Sächsische Staatskapelle mit Beethovens Tripelkonzert und Brahms‘ vierter
Fast wäre es ein Aufführungsabend gewesen, eines jener vom Tonkünstlerverein Dresden initiierten Konzerte, in denen man gerne neue Dirigenten erprobt und Solisten aus den eigenen Reihen nach vorne läßt. Doch dieser Abend bzw. Vormittag war größer. Mit Myung-Whun Chung war kein unbekannter als Dirigent und Pianist gekommen, sondern der Erste Gastdirigent der Sächsischen Staatskapelle, mit der vierten Sinfonie von Johannes Brahms war aber auch das Werk zu gewichtig für einen Abend in Kammerorchesterformation. Statt einer Aufstellung vor dem Schmuckvorhang in der Semperoper (bei Beethoven vielleicht noch denkbar) war statt dessen wieder das große Konzertzimmer gefragt. Und das erlebte Beethoven und Brahms von der gediegensten Seite.

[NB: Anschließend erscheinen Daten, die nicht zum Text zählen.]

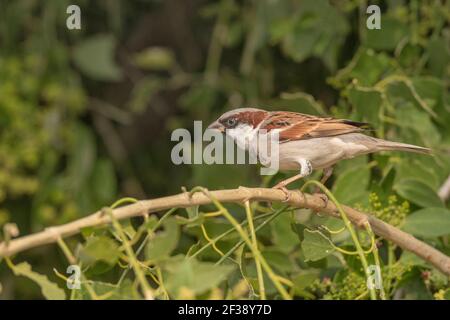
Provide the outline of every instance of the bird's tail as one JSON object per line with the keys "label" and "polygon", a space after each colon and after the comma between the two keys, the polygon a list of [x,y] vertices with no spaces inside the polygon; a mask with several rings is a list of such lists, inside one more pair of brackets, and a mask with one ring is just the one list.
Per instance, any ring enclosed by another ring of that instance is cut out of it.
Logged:
{"label": "bird's tail", "polygon": [[376,140],[377,140],[376,146],[378,151],[406,151],[421,154],[431,154],[431,149],[429,148],[419,147],[413,144],[388,141],[383,139],[376,139]]}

Als Solisten waren neben Myung-Whun Chung die Konzertmeister Matthias Wollong (Violine) und Norbert Anger (Violoncello) an Beethovens Opus 56 beteiligt. Ein größeres inniges Verständnis hätte man sich wohl kaum denken können, sowohl der drei Solisten untereinander als auch mit der Kapelle. (Ganz anderes noch als zur letzten Aufführung des Werkes mit Anne-Sophie Mutter, Lynn Harrell und Yefim Bronfman, die drei individuell vollkommen verschiedene Interpreten waren.) Es tat dem Werk, das zwischen Konzert und Sinfonie steht, sicherlich gut, und so durfte zunächst das Orchester für ein Heraufdämmern sorgen, aus dem sogleich ein Hintergrund in schönsten Herbstfarben für die beiden Streicher wuchs. Norbert Anger und Matthias Wollong begaben sich von der ersten Note in ein Gesangsduett, das von einer Zweisamkeit geprägt war, wie sie ihresgleichen sucht. Statt virtuoser Schau, worin der eine den anderen doch immer zu übertrumpfen sucht, lag dem Musizieren hier ein kammermusikalischer Gedanke zugrunde. Myung-Whun Chung fügte dem einen Klavierpart hinzu, der seinen beiden Mitstreitern an Gediegenheit und Gestus in nichts nachstand – nur im Anteil (was ihm mehr Freiheiten beim Dirigieren erlaubte, indes genügte oft – schließlich hatte man gemeinsam geprobt – oft ein verständigender Blick). Beethoven hat es so gewollt – das Tripelkonzert ist eben keines für Klaviertrio und Orchester.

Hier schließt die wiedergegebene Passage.